Department of Gastroenterology and Hepatology, University Medical Center Groningen, University of Groningen, Groningen, The Netherlands.
Best Pract Res Clin Gastroenterol. 2012 Jun;26(3):359-68. doi: 10.1016/j.bpg.2012.01.022.
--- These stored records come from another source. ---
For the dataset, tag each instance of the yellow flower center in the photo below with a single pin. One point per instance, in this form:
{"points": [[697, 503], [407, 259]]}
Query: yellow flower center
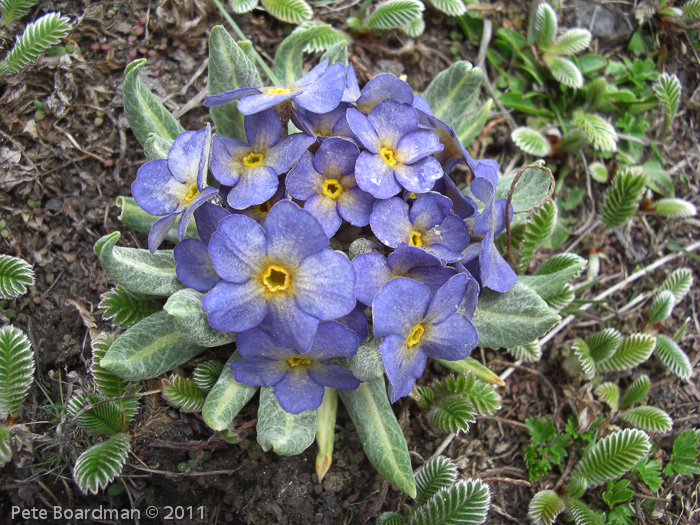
{"points": [[415, 239], [416, 334], [276, 278], [253, 160], [298, 361], [388, 156], [192, 192], [278, 91], [332, 188]]}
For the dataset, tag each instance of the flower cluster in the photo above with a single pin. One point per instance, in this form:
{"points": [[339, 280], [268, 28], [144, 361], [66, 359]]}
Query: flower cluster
{"points": [[366, 173]]}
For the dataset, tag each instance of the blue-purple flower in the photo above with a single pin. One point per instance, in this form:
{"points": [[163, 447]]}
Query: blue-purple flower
{"points": [[326, 182], [398, 154], [280, 275], [176, 186], [252, 170], [299, 378], [320, 91], [416, 324], [428, 225]]}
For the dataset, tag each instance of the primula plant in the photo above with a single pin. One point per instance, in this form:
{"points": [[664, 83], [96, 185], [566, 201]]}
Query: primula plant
{"points": [[321, 239]]}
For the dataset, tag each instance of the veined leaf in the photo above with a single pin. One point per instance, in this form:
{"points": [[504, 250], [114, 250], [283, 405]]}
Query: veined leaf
{"points": [[544, 507], [622, 199], [531, 141], [437, 473], [633, 351], [648, 418], [672, 357], [15, 276], [636, 392], [101, 463], [394, 13], [290, 11], [612, 456], [16, 370], [38, 36]]}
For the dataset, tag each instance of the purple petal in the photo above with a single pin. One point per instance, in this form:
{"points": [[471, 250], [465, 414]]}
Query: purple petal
{"points": [[193, 265], [325, 285], [292, 234], [390, 222], [238, 249], [399, 306], [235, 307]]}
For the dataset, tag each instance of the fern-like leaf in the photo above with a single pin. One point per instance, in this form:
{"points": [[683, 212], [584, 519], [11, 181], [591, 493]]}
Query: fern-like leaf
{"points": [[603, 345], [633, 351], [679, 282], [15, 9], [672, 357], [467, 502], [183, 394], [612, 456], [437, 473], [531, 141], [544, 507], [100, 464], [15, 276], [622, 199], [545, 25], [16, 370], [207, 374], [636, 392], [394, 13], [39, 36], [668, 90], [651, 419], [609, 393], [599, 131], [290, 11], [123, 309]]}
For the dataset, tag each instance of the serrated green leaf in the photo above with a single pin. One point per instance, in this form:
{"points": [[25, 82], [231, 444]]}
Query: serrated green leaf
{"points": [[452, 93], [183, 393], [382, 439], [226, 399], [290, 11], [612, 456], [545, 25], [185, 307], [149, 348], [123, 309], [636, 392], [622, 199], [633, 351], [137, 270], [206, 374], [672, 357], [286, 433], [145, 113], [513, 318], [571, 42], [437, 473], [16, 370], [604, 344], [100, 464], [648, 418], [38, 37], [15, 276], [229, 69], [544, 507], [466, 502], [679, 283]]}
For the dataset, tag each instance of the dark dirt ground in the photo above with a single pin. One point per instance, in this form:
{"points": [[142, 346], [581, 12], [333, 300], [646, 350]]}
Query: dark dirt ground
{"points": [[60, 177]]}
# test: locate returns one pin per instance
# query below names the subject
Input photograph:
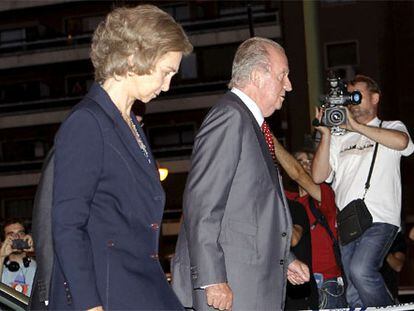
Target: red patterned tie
(269, 140)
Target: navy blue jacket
(107, 210)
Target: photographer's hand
(351, 124)
(320, 164)
(6, 248)
(29, 240)
(318, 116)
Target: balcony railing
(226, 21)
(68, 102)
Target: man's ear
(375, 98)
(256, 78)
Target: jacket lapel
(260, 138)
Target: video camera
(335, 101)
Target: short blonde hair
(145, 32)
(251, 54)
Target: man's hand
(6, 248)
(29, 240)
(322, 129)
(351, 124)
(298, 272)
(219, 296)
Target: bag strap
(367, 183)
(320, 218)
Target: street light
(163, 173)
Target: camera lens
(336, 117)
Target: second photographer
(364, 168)
(17, 269)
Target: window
(81, 25)
(20, 208)
(78, 85)
(24, 150)
(173, 140)
(223, 59)
(13, 35)
(188, 68)
(341, 54)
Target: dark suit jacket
(107, 209)
(237, 227)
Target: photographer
(17, 269)
(346, 161)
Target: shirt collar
(374, 121)
(254, 109)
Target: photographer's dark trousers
(362, 260)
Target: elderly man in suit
(233, 250)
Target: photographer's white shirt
(350, 160)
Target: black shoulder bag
(355, 218)
(320, 219)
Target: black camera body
(20, 244)
(336, 100)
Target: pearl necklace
(138, 138)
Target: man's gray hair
(251, 54)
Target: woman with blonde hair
(107, 198)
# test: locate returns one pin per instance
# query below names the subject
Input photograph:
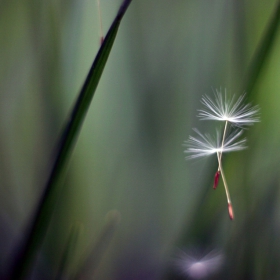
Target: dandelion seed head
(205, 144)
(199, 266)
(225, 108)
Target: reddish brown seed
(230, 211)
(216, 179)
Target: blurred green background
(129, 156)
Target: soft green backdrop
(129, 156)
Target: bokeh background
(128, 164)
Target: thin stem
(224, 179)
(222, 146)
(100, 22)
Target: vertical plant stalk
(100, 22)
(42, 217)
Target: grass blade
(53, 188)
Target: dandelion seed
(228, 110)
(199, 267)
(224, 108)
(230, 211)
(205, 145)
(216, 179)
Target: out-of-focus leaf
(69, 252)
(92, 260)
(262, 51)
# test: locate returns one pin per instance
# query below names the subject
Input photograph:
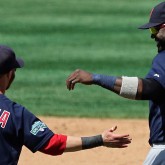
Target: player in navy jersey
(19, 127)
(151, 87)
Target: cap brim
(20, 63)
(149, 25)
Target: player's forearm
(128, 87)
(80, 143)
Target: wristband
(91, 142)
(107, 82)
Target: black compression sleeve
(91, 142)
(152, 90)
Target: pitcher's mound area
(133, 155)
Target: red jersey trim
(55, 145)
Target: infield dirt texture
(133, 155)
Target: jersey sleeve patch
(37, 127)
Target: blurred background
(55, 37)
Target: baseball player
(151, 87)
(20, 127)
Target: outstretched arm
(112, 83)
(61, 143)
(108, 139)
(128, 87)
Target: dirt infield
(133, 155)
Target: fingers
(113, 129)
(72, 80)
(118, 143)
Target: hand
(78, 76)
(115, 140)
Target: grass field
(55, 37)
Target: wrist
(91, 142)
(107, 82)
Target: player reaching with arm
(20, 127)
(151, 88)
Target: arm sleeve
(157, 71)
(152, 90)
(55, 146)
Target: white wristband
(129, 87)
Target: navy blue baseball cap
(8, 60)
(157, 16)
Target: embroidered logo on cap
(37, 126)
(156, 75)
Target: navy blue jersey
(19, 127)
(157, 108)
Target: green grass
(55, 37)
Patients with familial adenomatous polyposis (FAP) and patients with Lynch syndrome have an increased risk of developing small intestinal neoplasia. In both conditions, the lifetime risk to develop small bowel cancer is estimated to be around 5%. In FAP, this risk is associated with the degree of duodenal polyposis, classically assessed by the Spigelman classification. For this reason, gastroduodenal surveillance with forward-viewing and side-viewing endoscopy is generally recommended. Studies using video capsule endoscopy and balloon-assisted enteroscopy in FAP patients have revealed that jejunal and ileal polyps occur frequently in FAP, especially in those with extensive duodenal polyposis. Nevertheless, the clinical relevance of small bowel polyps beyond the duodenum appears to be limited. Compared to FAP, little is known about the prevalence and natural history of small bowel neoplasia in Lynch syndrome. Surveillance of the small bowel is not recommended in Lynch syndrome, although recent data using capsule endoscopy provided promising results.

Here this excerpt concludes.